‘In this bestselling and delightfully quirky debut novel from Sweden, a grumpy yet loveable man finds his solitary world turned on its head when a boisterous young family moves in next door.
Meet Ove. He’s a curmudgeon—the kind of man who points at people he dislikes as if they were burglars caught outside his bedroom window. He has staunch principles, strict routines, and a short fuse. People call him “the bitter neighbor from hell.” But must Ove be bitter just because he doesn’t walk around with a smile plastered to his face all the time?

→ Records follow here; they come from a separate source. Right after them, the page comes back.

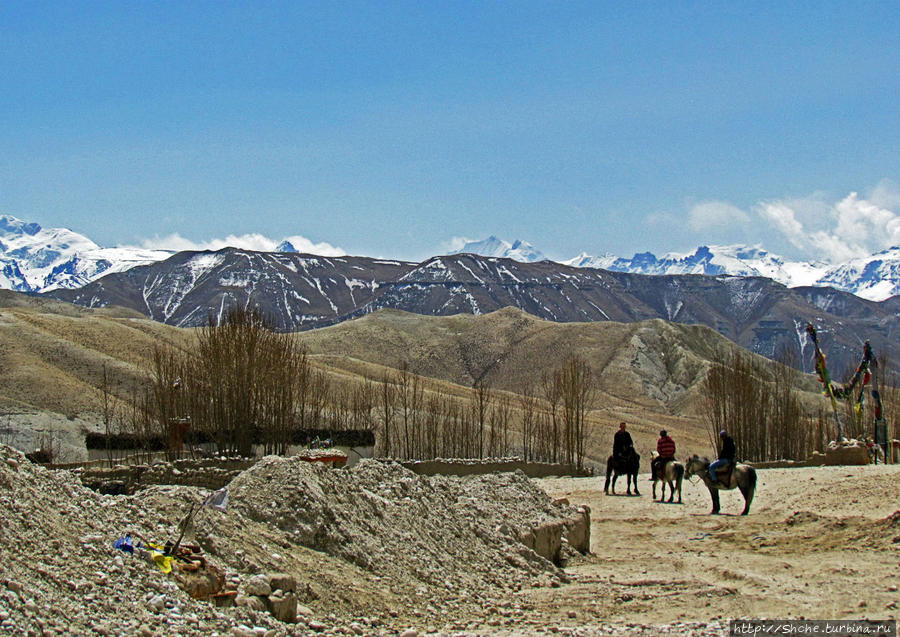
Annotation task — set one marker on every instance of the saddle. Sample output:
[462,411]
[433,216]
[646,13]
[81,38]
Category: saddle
[723,474]
[658,468]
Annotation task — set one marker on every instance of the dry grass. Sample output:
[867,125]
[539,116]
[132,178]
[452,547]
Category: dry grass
[647,374]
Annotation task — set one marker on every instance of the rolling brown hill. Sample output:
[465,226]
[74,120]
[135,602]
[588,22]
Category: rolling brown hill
[301,292]
[53,355]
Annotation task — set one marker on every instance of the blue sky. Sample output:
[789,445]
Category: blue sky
[391,128]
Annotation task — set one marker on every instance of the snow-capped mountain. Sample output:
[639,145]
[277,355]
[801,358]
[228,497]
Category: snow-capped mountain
[36,259]
[734,260]
[876,277]
[493,247]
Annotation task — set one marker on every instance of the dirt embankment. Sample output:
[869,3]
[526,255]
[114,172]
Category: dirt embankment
[379,550]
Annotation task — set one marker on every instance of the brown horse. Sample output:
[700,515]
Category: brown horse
[629,465]
[742,477]
[673,473]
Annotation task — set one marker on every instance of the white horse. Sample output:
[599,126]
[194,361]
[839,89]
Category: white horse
[671,475]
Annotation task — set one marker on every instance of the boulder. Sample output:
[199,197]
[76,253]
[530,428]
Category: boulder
[283,606]
[283,581]
[258,585]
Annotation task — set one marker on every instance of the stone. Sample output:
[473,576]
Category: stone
[258,585]
[157,603]
[283,607]
[253,602]
[284,581]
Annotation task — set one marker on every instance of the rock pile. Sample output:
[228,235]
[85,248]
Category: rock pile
[446,533]
[61,575]
[370,550]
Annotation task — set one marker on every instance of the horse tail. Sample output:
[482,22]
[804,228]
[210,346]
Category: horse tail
[750,489]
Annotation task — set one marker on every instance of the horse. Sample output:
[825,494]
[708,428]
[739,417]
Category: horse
[672,474]
[742,476]
[629,465]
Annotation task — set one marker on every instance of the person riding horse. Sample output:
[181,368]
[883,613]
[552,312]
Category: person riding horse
[726,457]
[622,443]
[665,447]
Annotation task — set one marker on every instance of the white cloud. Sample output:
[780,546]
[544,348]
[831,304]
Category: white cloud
[716,215]
[837,231]
[253,241]
[454,244]
[886,195]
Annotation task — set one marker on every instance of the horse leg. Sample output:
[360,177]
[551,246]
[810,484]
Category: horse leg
[747,491]
[715,496]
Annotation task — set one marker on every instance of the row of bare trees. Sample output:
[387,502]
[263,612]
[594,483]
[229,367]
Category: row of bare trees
[758,403]
[244,384]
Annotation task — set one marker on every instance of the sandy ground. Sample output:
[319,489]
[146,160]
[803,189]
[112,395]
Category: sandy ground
[819,543]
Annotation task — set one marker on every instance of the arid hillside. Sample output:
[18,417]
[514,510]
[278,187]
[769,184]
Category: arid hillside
[648,374]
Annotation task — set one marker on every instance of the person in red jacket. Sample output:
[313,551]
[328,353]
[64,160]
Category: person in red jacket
[665,447]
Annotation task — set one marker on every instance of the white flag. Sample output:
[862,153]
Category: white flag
[217,499]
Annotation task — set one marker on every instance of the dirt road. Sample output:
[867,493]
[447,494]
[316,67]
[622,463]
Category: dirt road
[819,543]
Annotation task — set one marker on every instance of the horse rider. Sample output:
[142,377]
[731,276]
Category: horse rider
[726,456]
[665,449]
[622,442]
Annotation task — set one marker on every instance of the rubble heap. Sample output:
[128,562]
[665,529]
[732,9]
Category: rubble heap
[369,549]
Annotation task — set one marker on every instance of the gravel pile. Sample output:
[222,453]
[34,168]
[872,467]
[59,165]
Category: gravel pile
[450,534]
[61,575]
[371,550]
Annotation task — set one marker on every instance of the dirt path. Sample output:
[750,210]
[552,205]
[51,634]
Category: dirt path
[819,543]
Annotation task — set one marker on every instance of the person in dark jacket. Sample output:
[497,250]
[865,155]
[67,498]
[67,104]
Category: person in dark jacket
[665,449]
[621,442]
[726,456]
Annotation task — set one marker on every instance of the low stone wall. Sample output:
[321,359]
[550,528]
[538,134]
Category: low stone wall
[476,467]
[212,473]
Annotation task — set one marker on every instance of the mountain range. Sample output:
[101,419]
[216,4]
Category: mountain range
[301,291]
[305,291]
[36,259]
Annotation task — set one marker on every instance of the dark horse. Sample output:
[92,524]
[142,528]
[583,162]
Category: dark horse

Behind the cranky exterior there is a story and a sadness. So when one November morning a chatty young couple with two chatty young daughters move in next door and accidentally flatten Ove’s mailbox, it is the lead-in to a comical and heartwarming tale of unkempt cats, unexpected friendship, and the ancient art of backing up a U-Haul. All of which will change one cranky old man and a local residents’ association to their very foundations.
A feel-good story in the spirit of The Unlikely Pilgrimage of Harold Fry and Major Pettigrew’s Last Stand, Fredrik Backman’s novel about the angry old man next door is a thoughtful and charming exploration of the profound impact one life has on countless others.’
Quirky character got me interested in this book. And Ove is quirky! And I absolutely loved him! Ove is pronounced ‘uu’-ve the uu sounds like the u in rule and the ve like vay. I looked it up! Go here and hear it pronounced, click on the little blue triangle.
The writing is wonderful, the characters excellent. I felt like I knew the whole neighborhood by the end of the book and I hated it to end. I hate to give too much away, but Ove is trying to commit suicide throughout the whole book and he is constantly interrupted, by his neighbors whom he really wants nothing to do with, and a stray cat that seems to have adopted him. Such a serious matter and yet so very funny. I laughed out loud, a lot. Lots of tender moments to that bring you to tears.
Get a taste of Ove:
”After this, he detoured through the guest parking area, where cars could only be left for up to twenty-four hours. Carefully he noted down all the registration numbers in the little pad he kept in his jacket pocket, and then compared these to the registrations he had noted down the day before. On occasions when the same registration numbers turned up in Ove’s notepad, Ove would go home and call the Vehicle Licensing Authority to retrieve the vehicle owner’s details, after which he’d call up the latter and inform him that he was a useless bloody imbecile who couldn’t even read signs. Ove didn’t really care who was parked in the guest parking area, of course. But it was a question of principle. If it said twenty-four hours on the sign, that’s how long you were allowed to stay. What would it be like if everyone just parked wherever they liked? It would be chaos. There’d be cars bloody everywhere.”
I liked the way the author describes things:
‘He had never heard anything quite as amazing as that voice. She talked as if she was continuously on the verge of breaking into giggles. and when she giggled she sounded the way Ove imagined champagne bubbles would have sounded if they were capable of laughter.”
“Ove stands there with his hands in his pockets. The cat beside him looks as if it would do the same, if it had pockets.”
“On the other hand he tried to point out to her that she shouldn’t give money to the beggars in the street, as they’d only buy schnapps with it. But she kept doing it. “They can do what they like with the money,’ she said.
When Ove protested she just smiled and took his big hands in hers and kissed them, explaining that when a person gives to another person it’s not just the receiver who’s blessed. It’s the giver.”
“He knew better than to speak ill of what she loved; after all he understood very keenly how it was to receive her love when no one else could understand why he was worthy of it.”
A beautiful, funny tale of loss, love and reconciliation. I hope you get a chance to read it and fall in love with Ove too. We can all learn a lot from him.